Mission Rosetta : "Parvenir à se poser sur une comète serait une première mondiale"

FRANCE
EVENEMENT – Mercredi 12 novembre, le robot Philae va se décrocher de la sonde Rosetta pour tenter se poser sur une comète. Objectif : découvrir si les comètes ont contribué à amener la vie sur Terre. Rencontre avec Philippe Gaudon, le chef de projet de la mission Rosetta au CNES de Toulouse.

Quelle va être la mission des ingénieurs du CNES de Toulouse mercredi ?
Nous n'allons pas piloter le robot Philae avec une manette en temps réel ! Ce serait impossible, la communication ne pouvant s'établir depuis la Terre qu'en 28 minutes. Nous avons envoyé à Philae un plan de travail lui indiquant les étapes à suivre. Il doit se décrocher de Rosetta à 9h35 et atterrir sur la comète 67P/Tchourioumov-Guérassimenko à 16h34. Pendant la descente, nous allons veiller à ce que Philae garde une position verticale pour se poser correctement, vérifier que la dizaine d'instruments embarqués envoient des mesures.
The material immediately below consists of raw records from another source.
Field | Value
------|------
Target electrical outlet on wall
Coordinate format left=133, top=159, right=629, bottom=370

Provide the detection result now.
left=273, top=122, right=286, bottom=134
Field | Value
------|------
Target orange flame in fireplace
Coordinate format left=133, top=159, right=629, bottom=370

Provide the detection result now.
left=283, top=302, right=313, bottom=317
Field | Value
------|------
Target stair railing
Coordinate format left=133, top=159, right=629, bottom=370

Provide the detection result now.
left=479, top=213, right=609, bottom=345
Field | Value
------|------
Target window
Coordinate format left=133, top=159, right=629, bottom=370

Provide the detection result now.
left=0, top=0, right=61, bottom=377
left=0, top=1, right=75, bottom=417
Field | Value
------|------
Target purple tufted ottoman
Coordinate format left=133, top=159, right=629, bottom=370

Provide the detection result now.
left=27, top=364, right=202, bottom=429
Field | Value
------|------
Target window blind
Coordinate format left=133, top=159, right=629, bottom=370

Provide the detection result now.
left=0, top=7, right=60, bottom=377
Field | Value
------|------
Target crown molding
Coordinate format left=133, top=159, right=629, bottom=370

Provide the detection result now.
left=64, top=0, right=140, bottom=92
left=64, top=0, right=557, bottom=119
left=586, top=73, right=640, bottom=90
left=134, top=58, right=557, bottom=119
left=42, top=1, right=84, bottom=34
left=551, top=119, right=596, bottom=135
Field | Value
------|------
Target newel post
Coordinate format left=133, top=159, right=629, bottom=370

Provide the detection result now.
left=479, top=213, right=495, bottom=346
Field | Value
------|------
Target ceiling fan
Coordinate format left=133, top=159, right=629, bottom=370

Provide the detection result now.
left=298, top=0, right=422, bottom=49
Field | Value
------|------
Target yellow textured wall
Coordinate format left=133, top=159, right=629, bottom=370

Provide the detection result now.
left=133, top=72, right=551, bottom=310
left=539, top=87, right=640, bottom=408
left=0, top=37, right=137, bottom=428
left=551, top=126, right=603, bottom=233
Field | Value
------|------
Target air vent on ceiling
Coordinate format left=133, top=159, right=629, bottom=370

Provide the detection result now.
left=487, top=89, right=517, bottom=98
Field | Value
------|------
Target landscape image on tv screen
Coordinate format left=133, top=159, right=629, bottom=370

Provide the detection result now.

Il faudra réceptionner leurs données ainsi que les photos prises par le robot lors de sa descente et à son atterrissage où il enregistrera une vue à 360 degrés.

Que va nous permettre d'apprendre Philae ?
Dix instruments d'analyse sont embarqués sur le robot. Pendant plusieurs mois, ils vont mesurer la composition de la glace et des poussières en forant le sol à 25 centimètres de profondeur. Il pourra faire cela sur ses piles pendant 50 heures avant que ses panneaux solaires ne rechargent ses batteries. Grâce aux données recueillies, les scientifiques vont confirmer ou infirmer l'hypothèse selon laquelle les comètes ont apporté, en frappant notre planète il y a plusieurs milliards d’années, l’eau de nos océans, et les "briques organiques" ou acides aminés nécessaires au développement de la vie du Terre.

Comment vous-sentez vous à l'approche de ce moment crucial ?
Voilà dix ans et demi que la sonde a été lancée dans l’espace, c'est un aboutissement. Personnellement cela fait treize ans que je travaille sur le projet Rosetta. Comme pour toute l’équipe, la tension monte. Se poser sur une comète serait une première mondiale. Se poser sur un corps de 5,4 km à 510 millions de km de la Terre est une mission risquée. La probabilité de réussir n'est pas de 100%. Certains systèmes n'ont pas fonctionné depuis douze ans, il faut que le train d'atterrissage se déploie correctement, qu’un propulseur plaque Philae sur le sol et les harpons lui permettent de s'accrocher. D'autant que sur la zone d'atterrissage qui est de 900 mètres sur 600 mètres, il y a des rochers et des falaises. Si la mission réussit, c'est une prouesse.